Sophie tilted her head as if considering my words. "True, but sometimes you get what you pay for."

Her point made, she sipped at her tea.

Waiting.

She studied me, lingering on my eyes, my mouth, my hands, making me feel exposed. The heated invitation in her gaze was clear: she wanted what I wasn’t yet offering. But I was damned close.

Holding her earlier at the fire pit had set me on edge, leaving me wanting nothing more than to make her mine.

Slowly eroding my good sense and all of the reasons I shouldn’t indulge.

Visions of taking her by the fire had sent a pounding pulse to my groin that was difficult to ignore.

I wanted to lick the salty remains of her desire from her skin, plunge into her until we were both satiated, boneless with contentment.

Losing myself in her would feel so good, if only it didn’t also make me risk losing my head.

The moment of challenge between us stretched, my pulse swelling beneath my skin, like a second more of her attention, and I'd burst from the chains of my control. Go after what I wanted ruthlessly. Did she have any idea that she was baiting a bear?

I shifted in my seat, as if that would ease the tension.

The Sophie I thought I knew would have broken immediately, chattering away about the first thing that came to mind.

Her silence made me nervous. Usually, I could count on Sophie to break the ice and set the tone.

But the woman in front of me seemed to sense that something bigger was in play.

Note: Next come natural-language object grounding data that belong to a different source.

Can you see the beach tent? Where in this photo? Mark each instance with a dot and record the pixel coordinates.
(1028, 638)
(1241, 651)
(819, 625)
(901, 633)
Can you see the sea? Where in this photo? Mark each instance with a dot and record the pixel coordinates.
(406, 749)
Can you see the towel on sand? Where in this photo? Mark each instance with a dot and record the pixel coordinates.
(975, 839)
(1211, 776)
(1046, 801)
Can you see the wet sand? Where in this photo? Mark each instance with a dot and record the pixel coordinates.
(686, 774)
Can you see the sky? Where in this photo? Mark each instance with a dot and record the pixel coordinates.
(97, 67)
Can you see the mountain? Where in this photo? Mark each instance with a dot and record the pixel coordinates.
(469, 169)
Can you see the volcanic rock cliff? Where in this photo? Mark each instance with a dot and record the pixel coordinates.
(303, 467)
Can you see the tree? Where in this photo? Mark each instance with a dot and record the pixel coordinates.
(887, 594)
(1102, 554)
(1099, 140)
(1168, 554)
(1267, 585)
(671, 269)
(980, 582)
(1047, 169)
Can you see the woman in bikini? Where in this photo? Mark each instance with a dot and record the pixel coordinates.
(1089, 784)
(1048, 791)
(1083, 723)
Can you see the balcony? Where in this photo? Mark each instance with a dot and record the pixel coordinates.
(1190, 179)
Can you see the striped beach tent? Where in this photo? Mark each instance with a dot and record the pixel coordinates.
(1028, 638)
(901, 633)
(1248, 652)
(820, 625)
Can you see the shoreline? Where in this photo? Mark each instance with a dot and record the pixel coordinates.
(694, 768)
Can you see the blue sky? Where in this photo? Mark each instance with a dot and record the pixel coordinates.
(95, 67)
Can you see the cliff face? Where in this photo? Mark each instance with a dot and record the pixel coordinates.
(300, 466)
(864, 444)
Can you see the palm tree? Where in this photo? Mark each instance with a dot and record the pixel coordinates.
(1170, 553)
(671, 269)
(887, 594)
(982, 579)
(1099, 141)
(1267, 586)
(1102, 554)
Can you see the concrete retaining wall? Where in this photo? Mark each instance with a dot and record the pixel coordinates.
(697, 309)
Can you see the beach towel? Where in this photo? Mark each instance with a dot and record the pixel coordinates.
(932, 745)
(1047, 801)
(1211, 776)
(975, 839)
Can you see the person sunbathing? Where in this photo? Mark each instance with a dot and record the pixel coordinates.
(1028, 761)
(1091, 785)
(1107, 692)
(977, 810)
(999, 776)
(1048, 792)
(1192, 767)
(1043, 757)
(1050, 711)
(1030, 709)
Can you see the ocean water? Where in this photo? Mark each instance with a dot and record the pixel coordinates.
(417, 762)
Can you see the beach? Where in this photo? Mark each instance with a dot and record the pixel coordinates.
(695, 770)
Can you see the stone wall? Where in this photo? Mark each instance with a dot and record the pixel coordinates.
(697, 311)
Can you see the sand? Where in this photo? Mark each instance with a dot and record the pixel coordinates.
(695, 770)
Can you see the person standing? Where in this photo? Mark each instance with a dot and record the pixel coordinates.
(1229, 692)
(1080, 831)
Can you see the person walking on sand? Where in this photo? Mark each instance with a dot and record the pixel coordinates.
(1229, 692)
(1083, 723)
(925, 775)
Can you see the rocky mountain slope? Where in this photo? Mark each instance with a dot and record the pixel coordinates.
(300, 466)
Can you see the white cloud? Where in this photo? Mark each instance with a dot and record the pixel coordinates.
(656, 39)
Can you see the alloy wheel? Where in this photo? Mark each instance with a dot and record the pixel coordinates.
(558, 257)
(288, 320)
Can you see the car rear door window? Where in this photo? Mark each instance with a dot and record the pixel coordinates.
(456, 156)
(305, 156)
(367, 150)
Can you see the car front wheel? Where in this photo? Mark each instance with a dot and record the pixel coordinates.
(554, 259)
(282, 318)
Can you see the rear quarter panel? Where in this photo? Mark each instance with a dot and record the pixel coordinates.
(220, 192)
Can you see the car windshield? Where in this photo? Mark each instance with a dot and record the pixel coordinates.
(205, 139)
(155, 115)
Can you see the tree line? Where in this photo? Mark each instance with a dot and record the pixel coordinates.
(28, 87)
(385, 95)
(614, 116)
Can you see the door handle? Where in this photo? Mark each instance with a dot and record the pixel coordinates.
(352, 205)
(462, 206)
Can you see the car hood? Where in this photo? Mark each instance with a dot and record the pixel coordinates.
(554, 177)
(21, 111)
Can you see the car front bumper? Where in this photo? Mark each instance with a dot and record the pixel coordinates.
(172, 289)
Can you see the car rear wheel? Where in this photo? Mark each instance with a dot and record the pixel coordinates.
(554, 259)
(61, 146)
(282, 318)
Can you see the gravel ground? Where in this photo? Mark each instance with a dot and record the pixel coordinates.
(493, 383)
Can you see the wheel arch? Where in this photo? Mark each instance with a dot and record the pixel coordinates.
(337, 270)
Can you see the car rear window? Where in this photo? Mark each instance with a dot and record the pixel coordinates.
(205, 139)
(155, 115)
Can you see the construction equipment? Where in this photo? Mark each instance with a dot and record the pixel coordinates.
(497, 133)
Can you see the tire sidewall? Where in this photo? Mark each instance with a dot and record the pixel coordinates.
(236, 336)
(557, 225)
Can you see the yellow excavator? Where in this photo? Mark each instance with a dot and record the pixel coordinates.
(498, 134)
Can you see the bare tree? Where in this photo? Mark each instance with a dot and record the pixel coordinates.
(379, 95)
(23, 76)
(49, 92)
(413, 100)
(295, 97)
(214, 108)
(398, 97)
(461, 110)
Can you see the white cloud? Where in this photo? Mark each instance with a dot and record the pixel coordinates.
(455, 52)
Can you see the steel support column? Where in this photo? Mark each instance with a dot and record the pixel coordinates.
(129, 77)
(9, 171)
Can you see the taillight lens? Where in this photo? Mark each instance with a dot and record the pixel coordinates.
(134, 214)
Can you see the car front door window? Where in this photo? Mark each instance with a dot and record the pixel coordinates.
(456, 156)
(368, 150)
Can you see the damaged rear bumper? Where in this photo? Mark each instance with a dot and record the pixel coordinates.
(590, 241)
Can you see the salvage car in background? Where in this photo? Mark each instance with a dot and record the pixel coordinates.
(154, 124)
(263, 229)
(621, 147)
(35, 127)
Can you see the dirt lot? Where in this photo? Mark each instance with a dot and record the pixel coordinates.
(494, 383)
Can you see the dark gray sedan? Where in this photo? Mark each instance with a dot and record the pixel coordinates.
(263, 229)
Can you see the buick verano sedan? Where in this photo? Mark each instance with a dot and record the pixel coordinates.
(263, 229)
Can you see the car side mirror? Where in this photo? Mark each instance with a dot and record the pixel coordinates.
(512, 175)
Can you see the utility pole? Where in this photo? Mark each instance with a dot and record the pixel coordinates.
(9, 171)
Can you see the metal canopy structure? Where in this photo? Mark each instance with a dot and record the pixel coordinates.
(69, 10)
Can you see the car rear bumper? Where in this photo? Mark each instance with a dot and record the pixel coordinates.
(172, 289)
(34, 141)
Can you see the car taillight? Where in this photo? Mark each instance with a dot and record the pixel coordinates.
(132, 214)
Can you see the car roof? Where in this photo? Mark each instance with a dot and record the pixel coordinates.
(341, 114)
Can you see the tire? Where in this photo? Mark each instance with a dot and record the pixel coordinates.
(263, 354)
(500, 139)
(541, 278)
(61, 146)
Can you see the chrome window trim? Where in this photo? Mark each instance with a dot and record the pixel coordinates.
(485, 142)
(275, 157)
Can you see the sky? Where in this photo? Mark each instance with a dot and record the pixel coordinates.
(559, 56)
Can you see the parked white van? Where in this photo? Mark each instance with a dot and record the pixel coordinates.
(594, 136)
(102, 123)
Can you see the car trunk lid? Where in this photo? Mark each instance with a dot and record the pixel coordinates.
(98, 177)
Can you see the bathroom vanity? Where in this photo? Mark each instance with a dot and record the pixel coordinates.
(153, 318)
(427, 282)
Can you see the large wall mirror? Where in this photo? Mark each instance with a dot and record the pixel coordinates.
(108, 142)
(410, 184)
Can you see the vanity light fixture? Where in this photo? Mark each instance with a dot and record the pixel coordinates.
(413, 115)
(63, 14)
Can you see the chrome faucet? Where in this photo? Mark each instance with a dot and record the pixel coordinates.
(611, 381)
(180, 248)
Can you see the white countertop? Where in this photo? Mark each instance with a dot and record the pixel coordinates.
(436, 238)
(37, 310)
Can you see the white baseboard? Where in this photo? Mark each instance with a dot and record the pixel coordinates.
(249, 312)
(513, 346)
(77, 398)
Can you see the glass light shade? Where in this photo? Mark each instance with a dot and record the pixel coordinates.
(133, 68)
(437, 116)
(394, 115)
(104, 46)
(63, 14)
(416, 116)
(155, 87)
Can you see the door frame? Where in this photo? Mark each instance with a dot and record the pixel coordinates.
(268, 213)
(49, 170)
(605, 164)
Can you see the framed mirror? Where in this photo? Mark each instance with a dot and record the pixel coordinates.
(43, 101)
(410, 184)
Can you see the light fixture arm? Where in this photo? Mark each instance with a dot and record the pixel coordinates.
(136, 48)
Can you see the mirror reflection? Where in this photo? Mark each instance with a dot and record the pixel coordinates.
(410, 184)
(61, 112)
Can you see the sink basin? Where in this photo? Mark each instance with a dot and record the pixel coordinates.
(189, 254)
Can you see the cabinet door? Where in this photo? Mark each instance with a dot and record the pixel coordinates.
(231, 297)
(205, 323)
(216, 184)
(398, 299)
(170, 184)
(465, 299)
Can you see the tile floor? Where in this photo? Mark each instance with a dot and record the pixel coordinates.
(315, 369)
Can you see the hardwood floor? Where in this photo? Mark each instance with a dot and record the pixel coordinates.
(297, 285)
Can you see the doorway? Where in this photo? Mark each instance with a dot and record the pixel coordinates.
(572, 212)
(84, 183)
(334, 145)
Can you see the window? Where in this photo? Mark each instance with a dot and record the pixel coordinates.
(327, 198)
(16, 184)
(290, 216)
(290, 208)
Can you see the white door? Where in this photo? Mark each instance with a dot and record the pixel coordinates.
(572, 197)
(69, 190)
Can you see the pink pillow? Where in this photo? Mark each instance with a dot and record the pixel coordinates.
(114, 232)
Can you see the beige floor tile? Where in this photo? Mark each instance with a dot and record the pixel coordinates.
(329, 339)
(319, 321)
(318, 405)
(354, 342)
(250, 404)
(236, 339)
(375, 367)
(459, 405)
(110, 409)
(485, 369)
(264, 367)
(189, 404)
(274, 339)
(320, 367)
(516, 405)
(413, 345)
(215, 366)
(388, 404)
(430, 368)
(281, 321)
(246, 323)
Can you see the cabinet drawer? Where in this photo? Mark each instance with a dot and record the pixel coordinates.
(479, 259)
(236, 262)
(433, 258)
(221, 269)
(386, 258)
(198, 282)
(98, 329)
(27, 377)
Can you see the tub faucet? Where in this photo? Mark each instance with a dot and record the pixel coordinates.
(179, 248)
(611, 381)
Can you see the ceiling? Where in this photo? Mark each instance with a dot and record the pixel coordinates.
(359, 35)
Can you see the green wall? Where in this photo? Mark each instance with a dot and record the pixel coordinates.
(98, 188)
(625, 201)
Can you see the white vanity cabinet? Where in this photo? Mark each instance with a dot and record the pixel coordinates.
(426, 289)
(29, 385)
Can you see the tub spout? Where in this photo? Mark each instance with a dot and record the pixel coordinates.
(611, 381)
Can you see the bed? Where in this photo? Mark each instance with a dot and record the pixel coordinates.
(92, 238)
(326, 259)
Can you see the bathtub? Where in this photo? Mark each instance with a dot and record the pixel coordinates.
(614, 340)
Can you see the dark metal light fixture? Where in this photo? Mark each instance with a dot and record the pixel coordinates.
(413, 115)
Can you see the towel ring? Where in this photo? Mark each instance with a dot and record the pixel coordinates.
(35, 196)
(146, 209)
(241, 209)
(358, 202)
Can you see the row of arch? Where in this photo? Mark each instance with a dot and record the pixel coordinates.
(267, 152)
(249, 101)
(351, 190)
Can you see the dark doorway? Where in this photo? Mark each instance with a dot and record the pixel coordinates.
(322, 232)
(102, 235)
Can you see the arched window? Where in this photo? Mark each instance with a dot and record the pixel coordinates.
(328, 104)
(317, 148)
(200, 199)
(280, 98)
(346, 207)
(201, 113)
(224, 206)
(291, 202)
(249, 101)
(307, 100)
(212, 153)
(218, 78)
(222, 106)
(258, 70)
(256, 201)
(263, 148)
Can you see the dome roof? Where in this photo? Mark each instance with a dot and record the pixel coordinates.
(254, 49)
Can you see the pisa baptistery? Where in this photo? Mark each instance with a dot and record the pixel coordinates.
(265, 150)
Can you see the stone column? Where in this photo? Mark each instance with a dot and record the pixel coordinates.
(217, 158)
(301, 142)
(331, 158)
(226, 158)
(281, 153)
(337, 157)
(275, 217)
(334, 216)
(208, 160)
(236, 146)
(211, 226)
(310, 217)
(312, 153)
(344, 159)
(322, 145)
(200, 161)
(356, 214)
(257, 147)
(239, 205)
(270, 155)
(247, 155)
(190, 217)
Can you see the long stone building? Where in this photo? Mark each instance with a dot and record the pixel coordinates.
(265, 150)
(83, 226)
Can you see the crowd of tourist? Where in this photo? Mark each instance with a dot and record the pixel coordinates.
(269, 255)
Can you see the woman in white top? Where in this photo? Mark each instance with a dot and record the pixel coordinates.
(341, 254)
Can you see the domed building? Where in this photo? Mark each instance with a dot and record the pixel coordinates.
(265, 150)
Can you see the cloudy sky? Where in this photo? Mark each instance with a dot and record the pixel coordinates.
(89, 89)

Did I trust her to accept me as I was, or would she grow frustrated when I screwed up?

Messing up was in my DNA.

My track record spoke for itself.

I gulped my tea, wishing the chamomile could erase my uncomfortable feelings. I drained my cup.

"Speaking of paying for things, I've got to get some sleep, or I'll be paying for it tomorrow. 'Night, Sophie."

I kept my tone gentle, but the disappointment flashing across her face still made me want to call the words back.

Sophie was brave. Braver in ways I'd never given her credit for.

But I couldn't help my cowardly impulses.

They'd kept me safe. Taking a chance on Sophie Dunham would likely lead to disaster.

We'd already had more than enough of those for one week.